Le « droit à la preuve » épisode 2

 

 

Par Guillaume Rolandle 17 mars 2023

 

Le « droit à la preuve » continue à gagner du terrain (nous avons déjà abordé ici ce sujet cf. hebdo du 11 décembre 2020).

Pour « preuve », deux arrêts rendus par la chambre Sociale de la Cour de cassation le 8 mars dernier.

Le premier* concernait la demande présentée en référé par une salariée pour obtenir la production forcée des bulletins de salaire de collègues masculins et ainsi démontrer la discrimination qu’elle avait subie pendant son contrat de travail. La difficulté provenait évidemment du fait que la production des bulletins portait atteinte à la vie privée de ses collègues masculins, ce qui pouvait contrevenir notamment aux règles issues du RGPD.

La Cour de cassation lui donne néanmoins raison – qui plus est un 8 mars, en rappelant que le droit à la preuve peut justifier l’atteinte à la vie personnelle du salarié, à la double condition que cette production soit nécessaire à l’exercice du droit à la preuve et que l’atteinte soit proportionnée au but poursuivi.

La Cour accepte en conséquence la production des bulletins de paie de huit salariés, avec occultation des données personnelles, à l’exception et c’est ce qui est le plus remarquable, des noms et prénoms, de la classification conventionnelle, de la rémunération mensuelle détaillée et de la rémunération brute totale cumulée par année. On aurait pu penser que l’occultation des noms et prénoms remplacés par la simple mention du premier chiffre INSEE, suffisait à caractériser le sexe sans avoir à divulguer une donnée si personnelle.

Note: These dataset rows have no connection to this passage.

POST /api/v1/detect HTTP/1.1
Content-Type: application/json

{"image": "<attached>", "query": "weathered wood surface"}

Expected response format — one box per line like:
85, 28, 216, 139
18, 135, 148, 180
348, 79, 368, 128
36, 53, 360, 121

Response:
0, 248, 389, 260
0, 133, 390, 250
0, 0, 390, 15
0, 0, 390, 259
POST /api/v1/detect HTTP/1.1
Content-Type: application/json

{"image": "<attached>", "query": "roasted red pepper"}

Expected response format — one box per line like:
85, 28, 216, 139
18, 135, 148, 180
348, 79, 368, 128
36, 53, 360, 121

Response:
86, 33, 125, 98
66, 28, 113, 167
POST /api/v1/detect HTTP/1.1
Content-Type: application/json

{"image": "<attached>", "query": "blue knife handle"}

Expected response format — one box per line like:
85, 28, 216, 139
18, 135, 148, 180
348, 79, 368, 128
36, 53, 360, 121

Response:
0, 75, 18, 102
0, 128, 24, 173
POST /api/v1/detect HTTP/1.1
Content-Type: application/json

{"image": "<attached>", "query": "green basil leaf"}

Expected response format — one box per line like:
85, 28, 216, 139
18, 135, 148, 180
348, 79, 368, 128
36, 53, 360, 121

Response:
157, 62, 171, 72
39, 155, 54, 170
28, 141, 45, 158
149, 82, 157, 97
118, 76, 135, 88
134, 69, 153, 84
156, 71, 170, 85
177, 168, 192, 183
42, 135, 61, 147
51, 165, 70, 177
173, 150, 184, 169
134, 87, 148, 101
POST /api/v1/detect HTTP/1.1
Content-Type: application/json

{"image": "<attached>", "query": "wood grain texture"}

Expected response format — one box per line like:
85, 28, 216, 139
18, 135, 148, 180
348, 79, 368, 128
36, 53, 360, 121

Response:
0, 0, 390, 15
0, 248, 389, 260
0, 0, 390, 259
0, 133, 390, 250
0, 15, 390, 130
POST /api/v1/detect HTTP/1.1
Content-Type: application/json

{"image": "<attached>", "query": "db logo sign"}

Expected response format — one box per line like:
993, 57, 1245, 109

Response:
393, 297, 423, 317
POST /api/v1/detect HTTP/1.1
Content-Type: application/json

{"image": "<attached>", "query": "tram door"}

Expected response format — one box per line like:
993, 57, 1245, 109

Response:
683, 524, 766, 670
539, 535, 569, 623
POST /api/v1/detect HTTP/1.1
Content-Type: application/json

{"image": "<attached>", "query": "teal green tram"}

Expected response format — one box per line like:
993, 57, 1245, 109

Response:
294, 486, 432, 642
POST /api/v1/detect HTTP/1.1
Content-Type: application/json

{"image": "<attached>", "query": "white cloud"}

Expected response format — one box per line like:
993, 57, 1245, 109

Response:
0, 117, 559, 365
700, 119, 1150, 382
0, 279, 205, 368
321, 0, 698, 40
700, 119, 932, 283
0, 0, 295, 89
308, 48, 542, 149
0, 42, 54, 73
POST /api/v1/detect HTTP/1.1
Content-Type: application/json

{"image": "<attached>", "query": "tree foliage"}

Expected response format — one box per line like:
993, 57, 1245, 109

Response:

Le second arrêt** concerne l’utilisation comme moyen de preuve d’un système de vidéo-surveillance qui n’avait pas été porté au préalable à la connaissance des salariés. Un employeur reprochait – vidéos à l’appui, à une salariée d’avoir procédé à des détournements en manipulant la caisse.

La Cour de cassation écarte finalement les vidéos. Elle retient tout d’abord que l’illicéité d’un moyen de preuve n’entraîne pas nécessairement son rejet des débats. Elle ajoute ensuite que si l’employeur peut atteindre un résultat identique en utilisant d’autres moyens plus respectueux de la vie personnelle du salarié (en l’espèce un audit interne mettant en lumière les détournements reprochés), cette preuve illicite doit être écartée.

 

Notre avis : Dans la balance entre le droit au respect de la vie personnelle et le droit à la preuve, ce n’est pas toujours le respect de la vie personnelle qui pèse le plus. Néanmoins, la Chambre sociale de la Cour de cassation pose des limites à l’utilisation de certains moyens de preuve. Il convient donc d’être toujours très circonspect avant d’utiliser un moyen de preuve illicite (caméras non déclarées, système de badgeage corrélé officieusement au logiciel de décompte du temps de travail, filature de salariés, enregistrement de conversations téléphoniques, etc.).